Chapter 13 (and Part 3- “I Prefer You With a Crown”) begins with a scene depicted in one of the tabloid photos that will wind up in Kirsten’s collection after the collapse. The scene takes place fourteen years before the collapse, in a restaurant in Toronto. Arthur Leander and Miranda Carroll are discussing Miranda’s plan to leave her abusive boyfriend. As Arthur invites her to stay at his hotel so she doesn’t need to return home, the pair is surprised by paparazzi.
Mandel uses one of the photos in Kirsten’s collection to smoothly leap back to a timeline fourteen years before the collapse. In the very beginning of their relationship, Arthur and Miranda leave a restaurant and the picture is taken that will somehow survive the collapse and end up in Kirsten’s backpack.
Later, Arthur tells a journalist that Miranda (whose name he keeps from the journalist) is from his hometown. This hometown, we learn, is Delano Island, the same size as Manhattan except with only a thousand residents. The island is in Canada, and it is pristine, beautiful, and isolated from civilization. Arthur finds it difficult to explain the place to friends, since it was both “gorgeous and claustrophobic”; he both loved it and always wanted to escape.

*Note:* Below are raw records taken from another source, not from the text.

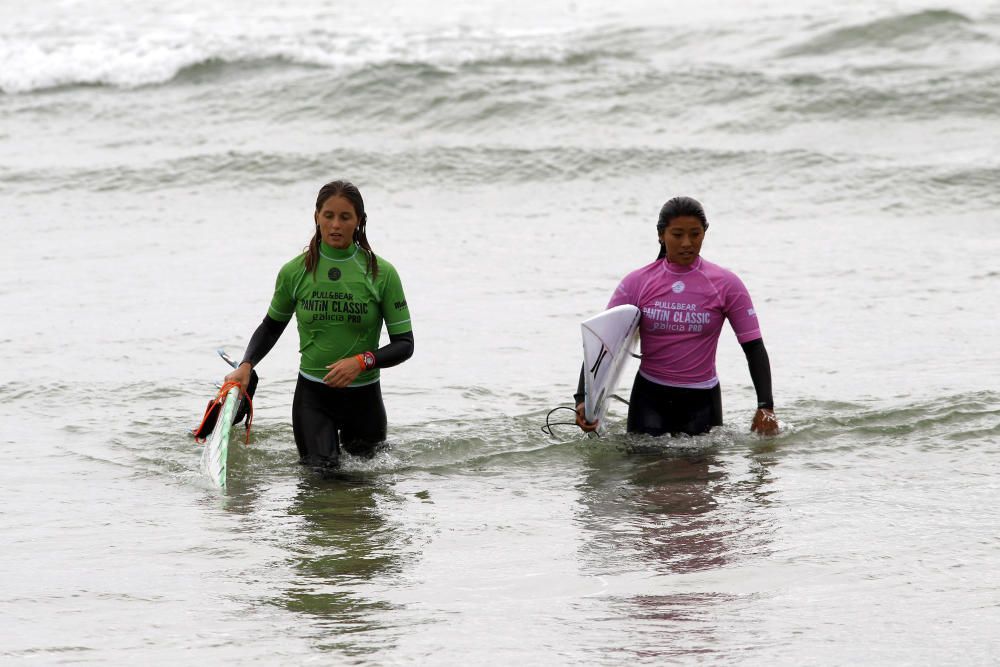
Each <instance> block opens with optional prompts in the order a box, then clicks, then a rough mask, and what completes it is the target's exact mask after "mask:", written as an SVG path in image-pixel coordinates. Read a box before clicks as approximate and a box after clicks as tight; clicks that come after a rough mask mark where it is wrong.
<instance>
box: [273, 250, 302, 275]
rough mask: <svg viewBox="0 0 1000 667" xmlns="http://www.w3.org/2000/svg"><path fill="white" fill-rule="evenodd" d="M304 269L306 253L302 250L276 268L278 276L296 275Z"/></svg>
mask: <svg viewBox="0 0 1000 667" xmlns="http://www.w3.org/2000/svg"><path fill="white" fill-rule="evenodd" d="M305 270H306V254H305V253H304V252H302V253H299V254H298V255H296V256H295V257H293V258H292V259H290V260H288V261H287V262H285V263H284V264H282V265H281V268H280V269H278V275H279V276H292V275H298V274H300V273H303V272H305Z"/></svg>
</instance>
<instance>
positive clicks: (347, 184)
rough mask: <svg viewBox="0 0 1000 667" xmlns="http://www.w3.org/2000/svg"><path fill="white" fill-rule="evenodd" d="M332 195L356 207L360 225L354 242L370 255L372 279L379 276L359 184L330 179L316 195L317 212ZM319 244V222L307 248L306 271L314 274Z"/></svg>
mask: <svg viewBox="0 0 1000 667" xmlns="http://www.w3.org/2000/svg"><path fill="white" fill-rule="evenodd" d="M330 197H343V198H344V199H346V200H347V201H349V202H351V206H353V207H354V215H355V216H357V218H358V226H357V227H356V228H355V230H354V242H355V243H357V244H358V245H359V246H361V248H362V249H363V250H364V251H365V254H366V255H368V265H367V271H368V272H370V273H371V274H372V279H375V278H377V277H378V258H377V257H375V252H374V251H373V250H372V247H371V244H370V243H369V242H368V237H367V236H366V235H365V223H367V222H368V214H366V213H365V200H364V199H362V198H361V191H360V190H358V186H356V185H354V184H353V183H351V182H350V181H330V182H329V183H327V184H326V185H324V186H323V187H321V188H320V189H319V194H318V195H316V212H317V213H319V212H320V210H321V209H322V208H323V204H325V203H326V200H327V199H329V198H330ZM319 244H320V231H319V225H318V224H317V225H316V233H315V234H313V237H312V240H311V241H309V245H308V246H306V249H305V255H306V271H309V272H311V273H313V274H315V273H316V268H317V267H318V266H319Z"/></svg>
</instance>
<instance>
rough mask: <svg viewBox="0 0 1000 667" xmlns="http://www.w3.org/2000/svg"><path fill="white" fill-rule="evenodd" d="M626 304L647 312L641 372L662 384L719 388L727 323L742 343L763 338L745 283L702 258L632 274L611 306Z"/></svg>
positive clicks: (647, 376) (656, 266)
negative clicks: (717, 386)
mask: <svg viewBox="0 0 1000 667" xmlns="http://www.w3.org/2000/svg"><path fill="white" fill-rule="evenodd" d="M625 303H630V304H632V305H633V306H637V307H638V308H639V309H640V310H641V311H642V319H641V320H640V321H639V340H640V350H641V352H642V361H641V362H640V364H639V374H640V375H642V376H643V377H645V378H646V379H647V380H650V381H651V382H656V383H658V384H663V385H668V386H671V387H688V388H694V389H710V388H712V387H714V386H715V385H716V384H718V382H719V378H718V376H717V375H716V372H715V351H716V349H717V348H718V345H719V335H720V334H721V333H722V320H723V319H728V320H729V324H730V326H732V327H733V331H734V332H735V333H736V340H738V341H739V342H740V343H746V342H747V341H751V340H754V339H756V338H760V337H761V333H760V326H759V325H758V323H757V314H756V312H755V311H754V308H753V302H752V301H751V300H750V294H749V293H748V292H747V288H746V287H744V285H743V282H742V281H741V280H740V279H739V278H737V277H736V274H735V273H733V272H732V271H729V270H728V269H724V268H722V267H721V266H719V265H717V264H712V263H711V262H709V261H706V260H705V259H703V258H701V257H698V258H696V259H695V261H694V263H693V264H691V266H681V265H679V264H673V263H671V262H668V261H667V260H663V259H658V260H656V261H654V262H653V263H652V264H647V265H646V266H644V267H642V268H640V269H637V270H635V271H633V272H632V273H630V274H628V275H627V276H625V279H624V280H622V282H621V284H619V285H618V288H617V289H616V290H615V293H614V295H613V296H612V297H611V301H609V302H608V308H612V307H614V306H620V305H622V304H625Z"/></svg>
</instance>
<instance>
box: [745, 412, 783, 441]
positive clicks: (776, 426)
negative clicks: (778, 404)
mask: <svg viewBox="0 0 1000 667" xmlns="http://www.w3.org/2000/svg"><path fill="white" fill-rule="evenodd" d="M750 431H751V432H753V433H759V434H761V435H777V433H778V418H777V417H775V416H774V410H768V409H767V408H757V414H755V415H754V416H753V423H752V424H751V425H750Z"/></svg>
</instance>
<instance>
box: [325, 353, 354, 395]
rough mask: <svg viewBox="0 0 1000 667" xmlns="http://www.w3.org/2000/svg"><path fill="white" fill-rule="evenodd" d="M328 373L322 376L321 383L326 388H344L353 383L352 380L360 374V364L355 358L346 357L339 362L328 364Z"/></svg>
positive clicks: (338, 361)
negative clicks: (329, 371)
mask: <svg viewBox="0 0 1000 667" xmlns="http://www.w3.org/2000/svg"><path fill="white" fill-rule="evenodd" d="M327 368H329V369H330V372H329V373H327V374H326V375H324V376H323V382H324V383H325V384H326V386H328V387H334V388H339V387H346V386H347V385H349V384H351V383H352V382H354V378H356V377H358V375H360V374H361V364H360V363H358V360H357V357H347V358H346V359H341V360H340V361H335V362H333V363H332V364H328V365H327Z"/></svg>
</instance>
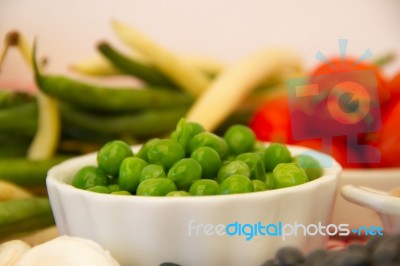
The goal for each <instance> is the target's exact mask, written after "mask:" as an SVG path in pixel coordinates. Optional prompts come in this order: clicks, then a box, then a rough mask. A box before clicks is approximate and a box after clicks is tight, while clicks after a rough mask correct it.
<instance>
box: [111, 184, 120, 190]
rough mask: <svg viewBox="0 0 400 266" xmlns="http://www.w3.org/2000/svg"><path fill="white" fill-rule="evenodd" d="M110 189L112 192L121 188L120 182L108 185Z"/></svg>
mask: <svg viewBox="0 0 400 266" xmlns="http://www.w3.org/2000/svg"><path fill="white" fill-rule="evenodd" d="M108 189H109V190H110V191H111V192H115V191H119V190H121V189H120V187H119V185H118V184H111V185H109V186H108Z"/></svg>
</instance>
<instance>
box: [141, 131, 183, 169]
mask: <svg viewBox="0 0 400 266" xmlns="http://www.w3.org/2000/svg"><path fill="white" fill-rule="evenodd" d="M147 156H148V158H149V162H150V163H152V164H159V165H162V166H163V167H164V169H165V170H167V171H168V169H169V168H171V166H172V165H173V164H174V163H176V162H177V161H179V160H180V159H182V158H184V157H185V150H184V149H183V147H182V145H181V144H179V143H178V142H176V141H175V140H172V139H161V140H159V141H157V142H156V143H154V144H153V145H151V146H150V147H149V150H148V152H147Z"/></svg>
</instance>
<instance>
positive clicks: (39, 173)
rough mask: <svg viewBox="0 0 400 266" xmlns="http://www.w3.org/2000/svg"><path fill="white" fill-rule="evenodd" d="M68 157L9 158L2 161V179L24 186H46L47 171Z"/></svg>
mask: <svg viewBox="0 0 400 266" xmlns="http://www.w3.org/2000/svg"><path fill="white" fill-rule="evenodd" d="M67 158H68V157H55V158H52V159H48V160H28V159H26V158H7V159H1V160H0V179H1V180H6V181H10V182H13V183H16V184H18V185H22V186H45V185H46V176H47V171H49V169H50V168H51V167H53V166H54V165H56V164H58V163H60V162H62V161H63V160H65V159H67Z"/></svg>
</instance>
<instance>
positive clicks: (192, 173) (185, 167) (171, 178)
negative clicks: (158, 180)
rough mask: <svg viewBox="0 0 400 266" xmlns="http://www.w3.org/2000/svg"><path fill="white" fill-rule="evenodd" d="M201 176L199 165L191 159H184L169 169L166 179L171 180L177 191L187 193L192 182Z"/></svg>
mask: <svg viewBox="0 0 400 266" xmlns="http://www.w3.org/2000/svg"><path fill="white" fill-rule="evenodd" d="M201 176H202V169H201V165H200V164H199V163H198V162H197V161H196V160H194V159H192V158H184V159H181V160H179V161H178V162H176V163H175V164H174V165H173V166H172V167H171V169H169V171H168V175H167V178H169V179H171V180H172V181H173V182H174V183H175V185H176V186H177V188H178V189H179V190H186V191H188V190H189V188H190V186H191V185H192V184H193V182H195V181H196V180H199V179H200V178H201Z"/></svg>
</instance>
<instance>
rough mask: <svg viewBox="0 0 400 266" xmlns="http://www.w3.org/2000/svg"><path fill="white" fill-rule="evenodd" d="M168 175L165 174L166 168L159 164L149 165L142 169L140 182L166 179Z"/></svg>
mask: <svg viewBox="0 0 400 266" xmlns="http://www.w3.org/2000/svg"><path fill="white" fill-rule="evenodd" d="M166 177H167V175H166V174H165V171H164V168H163V167H162V166H161V165H158V164H149V165H147V166H145V167H144V168H143V169H142V172H141V173H140V176H139V180H140V182H142V181H144V180H147V179H154V178H166Z"/></svg>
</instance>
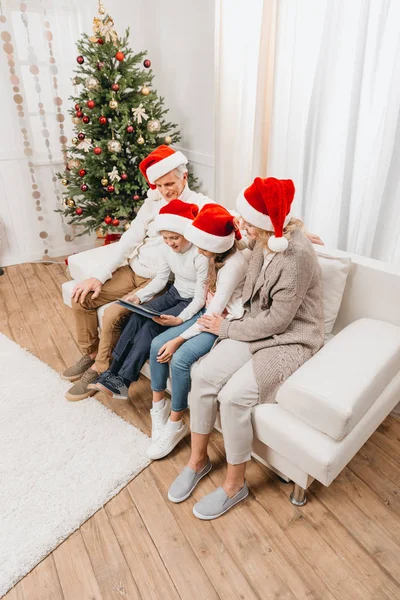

Sharing a unique homeland is essentially what bonds Arthur and Miranda. This beautiful island is isolated and carries the feeling of claustrophobia. It has none of the anonymity or connectivity that comes with modern civilization. Both characters, then, were driven to escape their childhood homes and break into the larger, connected world.
Arthur left the island, we learn, at age seventeen when he was accepted into the University of Toronto. But within months, he dropped out and began taking acting classes and going to auditions. In the classes he meets his best friend Clark, and the two party and enjoy life until Clark goes to England for university and Arthur attends an acting school in NYC. Once he has graduated, he gets a job on Law & Order and slowly gets more and more roles until he moves to L.A. and ultimately becomes a success.
The drive to escape his homeland pushed Arthur to a huge city at the young age of seventeen. Arthur’s career then slowly evolves from partying as an unsuccessful actor in Toronto to acting as a budding star in L.A. Unlike his friend Clark, who changes careers, Arthur is one of the lucky ones who “makes it” in the field of acting.
In L.A. Arthur parties and acts, and at age twenty-nine he lands the lead in a low-budget movie that films in Toronto. One night, his mother calls and encourages him to get lunch with Miranda, a seventeen-year-old girl also from Delano Island who has just moved to Toronto. Though Arthur is a little hesitant, he realizes that finally he will be able to talk to someone who knows where is he from.
Arthur agrees to meet with Miranda because he longs for someone who understands his background. Without this common ground, he feels like there is a certain part of himself that goes misunderstood or unexplained. There is the sense that knowing where he is from will allow Miranda to truly communicate with him.
Miranda at seventeen is pale, beautiful, and poised, and she seems to Arthur to be older than her age. At lunch she tells him that she loves Toronto, and talks about her boyfriend Pablo. Like her boyfriend, Miranda is an artist. They talk a little while longer about their respective lives and part ways. Arthur continues to act in movies and plays, and he dates famous actresses and eventually becomes extremely famous himself. By the time he returns to Toronto for another film, he cannot go out in public without being photographed by paparazzi. Despite his fame, which he finds embarrassing, he decides to call Miranda after saving her number for years.
Arthur’s art has now been embraced by the public, making him extremely, even uncomfortably famous. The paparazzi and fame-obsessed public paint a superficial civilization that contrasts starkly with the post-collapse world. At the same time, it’s this fame and civilization obsessed with documenting fame that will allow Kirsten to collect tabloid photos as artifacts and mementos in the future.